Ada sekitar sembilan ahli Alam Dewa Void dari Paviliun Asap Laut yang hadir. Namun, ini bukan jumlah total mereka karena beberapa tersebar di tempat lain.
Namun, tiga aura Iblis sangat jelas terlihat di antara anggota tingkat atas Paviliun Asap Laut ini. Ketiga aura Iblis ini berasal dari satu Kaisar Alam Dewa Void dan dua Raja.
“Bi Qingyue, mengapa kau memanggil kami semua ke sini?” Kaisar Dao Iblis terkekeh dingin saat kekuatan iblisnya membuat seluruh Istana Langit Laut bergetar.
Sementara yang lain menghormati kekuatan Bi Qingyue, Kaisar Dao Iblis ini tidak. Ini adalah Kaisar yang dikirim ke sini oleh Istana Sembilan Kegelapan. Sederhananya, Kaisar ini berada di sini untuk mengawasi Paviliun Asap Laut.
“Mulai hari ini, Paviliun Asap Laut akan secara resmi meninggalkan Istana Sembilan Kegelapan.”
Bi Qingyue tidak mempedulikan Kaisar Dao Iblis saat suaranya yang dingin menggema di seluruh Paviliun Asap Laut.
Paviliun Asap Laut seketika menjadi sunyi senyap, lalu para anggota Istana Sembilan Kegelapan yang ada di sana meraung marah.
“Bi Qingyue, berani-beraninya kau mengkhianati Istana Sembilan Kegelapan!?”
“Hmph, kau hanya ingin menghancurkan Paviliun Asap Laut…!”

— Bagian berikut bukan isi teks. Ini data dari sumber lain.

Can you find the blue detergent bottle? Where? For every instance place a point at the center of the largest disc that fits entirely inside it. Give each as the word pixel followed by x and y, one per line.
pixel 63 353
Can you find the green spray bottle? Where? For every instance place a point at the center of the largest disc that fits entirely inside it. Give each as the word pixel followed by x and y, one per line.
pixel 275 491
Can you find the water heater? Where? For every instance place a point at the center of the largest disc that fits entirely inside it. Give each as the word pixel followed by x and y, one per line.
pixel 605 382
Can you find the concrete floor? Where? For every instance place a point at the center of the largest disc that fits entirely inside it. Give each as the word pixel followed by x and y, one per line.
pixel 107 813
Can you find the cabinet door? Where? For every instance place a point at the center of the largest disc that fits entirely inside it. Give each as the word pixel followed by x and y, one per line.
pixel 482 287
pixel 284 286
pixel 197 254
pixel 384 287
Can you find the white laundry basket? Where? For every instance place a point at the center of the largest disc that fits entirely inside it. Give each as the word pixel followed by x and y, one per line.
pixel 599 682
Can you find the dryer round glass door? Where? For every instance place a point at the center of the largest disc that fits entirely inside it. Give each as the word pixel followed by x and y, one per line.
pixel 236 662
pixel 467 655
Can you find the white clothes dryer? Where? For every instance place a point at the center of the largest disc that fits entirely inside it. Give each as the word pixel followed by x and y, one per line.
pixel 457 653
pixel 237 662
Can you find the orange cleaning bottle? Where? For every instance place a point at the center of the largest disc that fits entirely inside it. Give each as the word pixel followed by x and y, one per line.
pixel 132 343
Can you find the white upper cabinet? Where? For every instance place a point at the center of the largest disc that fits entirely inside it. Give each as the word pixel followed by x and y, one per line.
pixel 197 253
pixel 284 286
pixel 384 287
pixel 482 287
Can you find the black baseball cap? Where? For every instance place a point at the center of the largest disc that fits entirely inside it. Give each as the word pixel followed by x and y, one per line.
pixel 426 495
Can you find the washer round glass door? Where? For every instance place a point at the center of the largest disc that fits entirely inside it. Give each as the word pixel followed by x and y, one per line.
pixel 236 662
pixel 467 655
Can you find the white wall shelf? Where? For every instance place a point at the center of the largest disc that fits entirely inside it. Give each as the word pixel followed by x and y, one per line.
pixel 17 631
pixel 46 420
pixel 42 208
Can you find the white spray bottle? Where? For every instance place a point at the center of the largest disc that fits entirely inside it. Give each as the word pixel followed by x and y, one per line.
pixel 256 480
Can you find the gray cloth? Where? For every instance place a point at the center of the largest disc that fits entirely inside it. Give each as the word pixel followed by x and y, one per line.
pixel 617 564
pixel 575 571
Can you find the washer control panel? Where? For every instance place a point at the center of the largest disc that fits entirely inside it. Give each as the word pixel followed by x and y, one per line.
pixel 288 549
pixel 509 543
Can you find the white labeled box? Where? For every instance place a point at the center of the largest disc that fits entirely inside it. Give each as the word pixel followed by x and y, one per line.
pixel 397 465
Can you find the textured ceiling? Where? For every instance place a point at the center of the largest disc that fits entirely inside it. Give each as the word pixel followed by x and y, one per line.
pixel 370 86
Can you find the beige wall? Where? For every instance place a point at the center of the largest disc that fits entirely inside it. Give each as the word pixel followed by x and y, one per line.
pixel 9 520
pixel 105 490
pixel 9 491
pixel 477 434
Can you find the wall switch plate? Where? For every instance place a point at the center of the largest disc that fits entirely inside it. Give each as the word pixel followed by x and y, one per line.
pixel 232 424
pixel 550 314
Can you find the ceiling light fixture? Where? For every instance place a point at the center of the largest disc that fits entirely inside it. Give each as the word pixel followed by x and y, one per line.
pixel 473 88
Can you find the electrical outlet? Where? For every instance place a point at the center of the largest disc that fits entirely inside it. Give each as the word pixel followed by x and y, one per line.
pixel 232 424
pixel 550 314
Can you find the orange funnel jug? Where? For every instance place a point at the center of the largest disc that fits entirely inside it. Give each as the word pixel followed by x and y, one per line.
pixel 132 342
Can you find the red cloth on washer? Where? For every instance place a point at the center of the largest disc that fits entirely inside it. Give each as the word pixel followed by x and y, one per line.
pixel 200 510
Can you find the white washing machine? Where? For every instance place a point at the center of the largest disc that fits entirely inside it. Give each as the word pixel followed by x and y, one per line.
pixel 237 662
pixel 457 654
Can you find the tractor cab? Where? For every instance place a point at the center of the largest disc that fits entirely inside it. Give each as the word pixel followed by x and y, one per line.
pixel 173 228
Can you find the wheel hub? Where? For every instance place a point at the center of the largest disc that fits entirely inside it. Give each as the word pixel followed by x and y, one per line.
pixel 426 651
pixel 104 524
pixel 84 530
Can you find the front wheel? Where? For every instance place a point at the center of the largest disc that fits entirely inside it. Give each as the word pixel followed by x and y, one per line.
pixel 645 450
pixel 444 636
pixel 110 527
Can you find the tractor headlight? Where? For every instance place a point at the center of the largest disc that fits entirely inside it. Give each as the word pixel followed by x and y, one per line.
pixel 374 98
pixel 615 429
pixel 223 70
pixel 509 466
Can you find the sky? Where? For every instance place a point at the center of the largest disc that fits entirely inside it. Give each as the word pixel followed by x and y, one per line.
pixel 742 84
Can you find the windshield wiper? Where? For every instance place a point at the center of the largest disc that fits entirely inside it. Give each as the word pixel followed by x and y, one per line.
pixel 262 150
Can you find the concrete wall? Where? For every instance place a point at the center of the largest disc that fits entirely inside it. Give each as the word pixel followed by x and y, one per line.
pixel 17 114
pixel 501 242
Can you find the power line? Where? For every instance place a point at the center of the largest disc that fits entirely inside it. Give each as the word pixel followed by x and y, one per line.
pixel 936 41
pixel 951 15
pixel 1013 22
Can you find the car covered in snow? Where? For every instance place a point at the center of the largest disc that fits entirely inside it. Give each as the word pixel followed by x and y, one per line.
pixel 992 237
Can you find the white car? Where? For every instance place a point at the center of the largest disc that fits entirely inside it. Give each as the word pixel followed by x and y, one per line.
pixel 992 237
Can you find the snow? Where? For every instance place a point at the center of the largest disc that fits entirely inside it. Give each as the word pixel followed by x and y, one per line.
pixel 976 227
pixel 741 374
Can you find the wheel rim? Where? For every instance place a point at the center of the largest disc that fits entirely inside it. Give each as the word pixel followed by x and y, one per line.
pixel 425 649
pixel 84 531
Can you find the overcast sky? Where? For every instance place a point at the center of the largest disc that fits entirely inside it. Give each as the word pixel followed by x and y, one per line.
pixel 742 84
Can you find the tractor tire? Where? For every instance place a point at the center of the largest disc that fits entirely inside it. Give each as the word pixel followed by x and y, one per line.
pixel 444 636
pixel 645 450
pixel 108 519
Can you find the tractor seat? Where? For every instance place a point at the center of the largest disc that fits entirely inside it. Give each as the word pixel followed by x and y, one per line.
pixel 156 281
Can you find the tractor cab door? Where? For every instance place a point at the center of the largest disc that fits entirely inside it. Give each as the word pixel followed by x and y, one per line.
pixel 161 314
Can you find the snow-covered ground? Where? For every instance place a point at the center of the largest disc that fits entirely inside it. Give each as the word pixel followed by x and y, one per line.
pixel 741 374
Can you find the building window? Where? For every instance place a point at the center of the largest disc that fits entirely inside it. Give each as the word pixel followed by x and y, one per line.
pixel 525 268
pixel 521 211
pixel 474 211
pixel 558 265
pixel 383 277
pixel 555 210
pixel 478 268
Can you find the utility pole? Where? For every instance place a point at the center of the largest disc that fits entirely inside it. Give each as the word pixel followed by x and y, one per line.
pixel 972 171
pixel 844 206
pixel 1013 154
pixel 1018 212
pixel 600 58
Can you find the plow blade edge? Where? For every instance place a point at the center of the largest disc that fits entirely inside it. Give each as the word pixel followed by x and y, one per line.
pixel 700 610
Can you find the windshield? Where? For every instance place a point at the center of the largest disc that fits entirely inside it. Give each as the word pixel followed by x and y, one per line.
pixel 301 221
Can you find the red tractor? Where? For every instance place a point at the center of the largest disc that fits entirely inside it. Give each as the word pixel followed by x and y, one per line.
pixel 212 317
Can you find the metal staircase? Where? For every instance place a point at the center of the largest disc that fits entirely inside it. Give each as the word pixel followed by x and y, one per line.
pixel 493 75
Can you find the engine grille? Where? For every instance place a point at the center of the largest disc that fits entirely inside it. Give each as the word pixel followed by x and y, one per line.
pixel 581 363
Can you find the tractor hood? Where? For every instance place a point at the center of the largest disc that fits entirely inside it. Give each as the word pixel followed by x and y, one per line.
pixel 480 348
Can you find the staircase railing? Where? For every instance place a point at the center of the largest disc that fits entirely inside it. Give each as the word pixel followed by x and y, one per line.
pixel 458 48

Kaisar Dao Iblis dan para ahli Istana Sembilan Kegelapan lainnya menggeram. Selain itu, ada juga beberapa orang lain yang dekat dengan Istana Sembilan Kegelapan yang menyalahkan Bi Qingyue.
Bi Qingyue dan Zhao Feng saling memandang saat mereka mengingat semua orang yang mempertanyakannya barusan. Pemilik suara-suara itu berasal dari Istana Sembilan Kegelapan atau dekat dengannya.
Apakah Guru tidak takut pada Istana Sembilan Kegelapan…? Zhan Jie’er yang mengenakan gaun hijau tampak linglung. Bagaimana mungkin Bi Qingyue tidak mengetahui konsekuensi dari pengkhianatan terhadap Istana Sembilan Kegelapan?
Mungkinkah Bi Qingyue memiliki sesuatu yang bisa diandalkan untuk mengambil keputusan ini? Kaisar Dao Iblis dan para ahli Istana Sembilan Kegelapan lainnya menatap dingin ke arah pemuda berambut ungu yang diam di sudut aula. Mereka tidak tahu mengapa, tetapi pemuda ini memberi mereka perasaan yang familiar meskipun mereka belum pernah melihatnya sebelumnya.